Séminaire Philmath
Nous aurons le plaisir d'accueillir Paolo Mancosu (UC Berkeley)
Titre : "When formal derivations are not optional: some reflections on derivability claims in first-order vs. second-order theories."
Résumé : According to semantical completeness for first-order logic, given a first-order theory formalized in a language L(T), for any sentence A, T derives A iff all models of T are models of A. Notice that proving the right hand side of the equivalence might appeal to “transcendental techniques” (for instance, the models might be models of synthetic geometry and yet the techniques used to establish the truth of a certain sentence in all models are algebraic). In other words, we might be able to know that a derivation of A exists without however having the slightest clue as to how to display one. In this case I will say that the formalized derivation within T is optional (at least with respect to knowing “derivability” in principle). Second-order theories are less commonly employed in contemporary foundations. However, the program of reverse mathematics rests on second-order formalizations of fragments of full second-order arithmetic and recent work in the area of neo-logicism has required the use of second-order theories to capture the Fregean distinction between concepts and objects and to formulate abstraction principles (Hume’s principle etc.) mapping concepts into objects. In my presentation I restrict attention to the neologicist arena.

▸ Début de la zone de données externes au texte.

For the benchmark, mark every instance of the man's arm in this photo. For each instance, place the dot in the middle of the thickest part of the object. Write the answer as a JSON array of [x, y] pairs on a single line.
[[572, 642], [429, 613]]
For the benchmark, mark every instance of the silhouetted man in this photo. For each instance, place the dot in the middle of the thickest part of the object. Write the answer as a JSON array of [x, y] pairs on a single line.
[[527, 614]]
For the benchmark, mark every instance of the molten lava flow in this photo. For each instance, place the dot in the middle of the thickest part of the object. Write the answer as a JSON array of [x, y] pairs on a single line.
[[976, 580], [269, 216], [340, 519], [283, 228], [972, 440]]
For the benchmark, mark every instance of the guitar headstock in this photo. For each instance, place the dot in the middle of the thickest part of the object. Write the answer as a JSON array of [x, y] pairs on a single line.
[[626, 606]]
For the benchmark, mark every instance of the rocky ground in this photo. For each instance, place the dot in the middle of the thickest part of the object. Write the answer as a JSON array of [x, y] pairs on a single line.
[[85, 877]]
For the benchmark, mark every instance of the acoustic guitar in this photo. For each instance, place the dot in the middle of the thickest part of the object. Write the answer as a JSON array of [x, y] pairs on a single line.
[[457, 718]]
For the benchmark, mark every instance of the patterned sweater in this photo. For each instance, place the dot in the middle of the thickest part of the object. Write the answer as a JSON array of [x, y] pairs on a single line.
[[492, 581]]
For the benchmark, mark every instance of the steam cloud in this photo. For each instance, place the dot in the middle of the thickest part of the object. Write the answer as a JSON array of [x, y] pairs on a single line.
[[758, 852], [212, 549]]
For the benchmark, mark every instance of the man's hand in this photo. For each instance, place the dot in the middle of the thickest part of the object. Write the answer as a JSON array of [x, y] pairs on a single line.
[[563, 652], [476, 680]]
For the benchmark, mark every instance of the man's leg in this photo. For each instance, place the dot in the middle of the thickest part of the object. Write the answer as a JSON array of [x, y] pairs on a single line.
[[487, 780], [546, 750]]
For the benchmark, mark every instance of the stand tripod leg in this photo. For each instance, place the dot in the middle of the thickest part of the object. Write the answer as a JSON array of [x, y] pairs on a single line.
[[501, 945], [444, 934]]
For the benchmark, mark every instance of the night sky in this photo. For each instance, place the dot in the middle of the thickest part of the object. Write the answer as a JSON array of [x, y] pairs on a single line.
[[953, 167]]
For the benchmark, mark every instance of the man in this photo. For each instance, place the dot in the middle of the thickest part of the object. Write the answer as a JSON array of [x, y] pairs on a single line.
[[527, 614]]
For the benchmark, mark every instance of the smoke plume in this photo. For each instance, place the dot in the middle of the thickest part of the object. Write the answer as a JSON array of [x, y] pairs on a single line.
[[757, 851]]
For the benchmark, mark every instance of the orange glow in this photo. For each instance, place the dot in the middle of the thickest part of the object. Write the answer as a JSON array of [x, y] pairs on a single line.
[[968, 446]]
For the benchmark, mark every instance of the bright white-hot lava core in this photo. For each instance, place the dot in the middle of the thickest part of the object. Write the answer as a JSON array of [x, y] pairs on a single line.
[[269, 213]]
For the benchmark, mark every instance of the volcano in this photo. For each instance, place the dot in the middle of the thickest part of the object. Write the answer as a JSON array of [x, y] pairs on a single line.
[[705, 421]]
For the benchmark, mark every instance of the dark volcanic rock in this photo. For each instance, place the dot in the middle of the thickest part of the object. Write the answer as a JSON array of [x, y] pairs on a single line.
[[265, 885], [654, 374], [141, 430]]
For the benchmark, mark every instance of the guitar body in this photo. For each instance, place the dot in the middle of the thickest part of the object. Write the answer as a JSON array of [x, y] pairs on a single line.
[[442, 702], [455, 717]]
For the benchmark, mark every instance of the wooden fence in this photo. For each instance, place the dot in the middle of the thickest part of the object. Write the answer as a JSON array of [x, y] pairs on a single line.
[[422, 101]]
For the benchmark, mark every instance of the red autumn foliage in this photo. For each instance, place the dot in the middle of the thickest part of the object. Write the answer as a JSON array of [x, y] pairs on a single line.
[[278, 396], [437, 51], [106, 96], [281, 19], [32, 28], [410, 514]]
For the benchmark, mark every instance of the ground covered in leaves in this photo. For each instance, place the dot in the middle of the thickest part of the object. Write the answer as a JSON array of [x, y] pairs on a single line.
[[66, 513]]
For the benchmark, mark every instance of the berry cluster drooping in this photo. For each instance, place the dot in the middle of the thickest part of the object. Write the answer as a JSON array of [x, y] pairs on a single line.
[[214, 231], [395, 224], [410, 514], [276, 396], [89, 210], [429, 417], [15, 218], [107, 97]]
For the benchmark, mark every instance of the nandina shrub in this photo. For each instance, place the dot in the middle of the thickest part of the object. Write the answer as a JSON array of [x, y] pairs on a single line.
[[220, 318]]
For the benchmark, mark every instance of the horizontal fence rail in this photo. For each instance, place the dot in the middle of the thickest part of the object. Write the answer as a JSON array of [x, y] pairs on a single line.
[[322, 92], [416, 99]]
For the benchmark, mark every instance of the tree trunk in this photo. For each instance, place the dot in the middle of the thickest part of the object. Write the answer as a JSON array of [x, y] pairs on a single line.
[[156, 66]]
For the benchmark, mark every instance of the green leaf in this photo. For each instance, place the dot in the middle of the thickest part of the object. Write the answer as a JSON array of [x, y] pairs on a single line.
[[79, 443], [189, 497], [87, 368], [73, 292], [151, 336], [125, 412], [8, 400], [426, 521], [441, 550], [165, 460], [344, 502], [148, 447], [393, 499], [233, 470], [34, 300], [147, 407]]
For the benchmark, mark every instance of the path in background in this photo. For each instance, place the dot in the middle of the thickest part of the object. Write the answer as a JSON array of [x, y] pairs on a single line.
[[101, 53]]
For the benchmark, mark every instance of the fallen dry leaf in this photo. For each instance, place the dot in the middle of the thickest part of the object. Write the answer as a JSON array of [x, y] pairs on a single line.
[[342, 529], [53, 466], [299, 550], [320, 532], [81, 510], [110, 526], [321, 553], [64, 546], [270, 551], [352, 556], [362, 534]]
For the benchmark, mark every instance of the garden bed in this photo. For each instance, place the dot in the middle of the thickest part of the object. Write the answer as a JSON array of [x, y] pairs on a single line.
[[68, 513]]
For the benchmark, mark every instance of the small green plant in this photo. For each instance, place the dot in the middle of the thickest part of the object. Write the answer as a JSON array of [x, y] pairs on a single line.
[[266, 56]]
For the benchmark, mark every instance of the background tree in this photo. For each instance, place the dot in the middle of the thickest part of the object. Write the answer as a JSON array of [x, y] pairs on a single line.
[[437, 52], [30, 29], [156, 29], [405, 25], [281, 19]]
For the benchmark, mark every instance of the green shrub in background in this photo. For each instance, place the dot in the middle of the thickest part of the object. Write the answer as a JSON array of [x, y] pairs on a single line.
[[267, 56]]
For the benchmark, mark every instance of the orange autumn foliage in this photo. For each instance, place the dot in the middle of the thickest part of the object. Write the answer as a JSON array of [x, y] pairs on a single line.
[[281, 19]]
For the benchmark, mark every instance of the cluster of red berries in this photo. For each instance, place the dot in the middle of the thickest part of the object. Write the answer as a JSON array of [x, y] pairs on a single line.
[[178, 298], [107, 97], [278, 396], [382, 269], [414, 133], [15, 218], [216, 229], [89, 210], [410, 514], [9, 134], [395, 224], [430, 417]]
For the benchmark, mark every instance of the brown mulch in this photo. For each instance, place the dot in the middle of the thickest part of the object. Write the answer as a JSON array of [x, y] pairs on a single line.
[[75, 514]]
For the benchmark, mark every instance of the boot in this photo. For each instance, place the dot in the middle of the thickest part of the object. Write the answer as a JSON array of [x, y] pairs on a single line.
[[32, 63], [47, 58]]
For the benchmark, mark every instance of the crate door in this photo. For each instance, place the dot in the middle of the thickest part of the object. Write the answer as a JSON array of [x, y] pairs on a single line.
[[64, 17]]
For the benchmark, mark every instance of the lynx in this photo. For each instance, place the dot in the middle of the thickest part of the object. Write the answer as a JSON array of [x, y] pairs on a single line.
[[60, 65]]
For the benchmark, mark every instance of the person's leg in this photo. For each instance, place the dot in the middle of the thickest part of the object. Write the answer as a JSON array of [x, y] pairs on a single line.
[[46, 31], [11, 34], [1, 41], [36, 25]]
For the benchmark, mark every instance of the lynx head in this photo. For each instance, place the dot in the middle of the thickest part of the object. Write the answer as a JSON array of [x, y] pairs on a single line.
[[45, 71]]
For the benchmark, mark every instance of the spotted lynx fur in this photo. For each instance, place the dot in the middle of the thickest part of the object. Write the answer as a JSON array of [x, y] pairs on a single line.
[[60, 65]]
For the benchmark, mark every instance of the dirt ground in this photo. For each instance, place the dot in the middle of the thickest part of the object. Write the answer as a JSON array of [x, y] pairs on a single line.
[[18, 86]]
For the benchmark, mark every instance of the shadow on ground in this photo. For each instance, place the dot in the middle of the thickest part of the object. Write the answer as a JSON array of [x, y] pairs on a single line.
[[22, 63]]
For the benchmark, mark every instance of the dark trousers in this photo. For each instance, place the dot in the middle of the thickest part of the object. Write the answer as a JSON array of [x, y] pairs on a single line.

As in this context one works with standard semantics, the completeness theorem fails. We might thus be able to prove something about all models of a certain theory T without being able to conclude anything about the (in principle) derivability or refutability of a certain sentence. The interesting situation here is that the “transcendental” (usually set-theoretic) machinery used to establish the semantic claim cannot be easily mimicked to yield derivability results (even in principle) within T and that a careful, and creative, process of formalization is required if one wants to gain a formal derivation within T of a sentence whose truth or falsity in all models is proved by “transcendental” techniques. In this case formal derivations are not optional. In my talk I will contrast the situation in first-order logic (using algebraic and geometrical theories as examples) with that in second-order logic. In the latter case, I will refer to the recent proofs of formal refutability of the conjunction of Hume’s principle and the Nuisance principle (Ebels-Duggan 2021), and provide a more detailed discussion of the refutability of abstraction principles satisfying the “part-whole” constraint (Mancosu & Siskind 2019).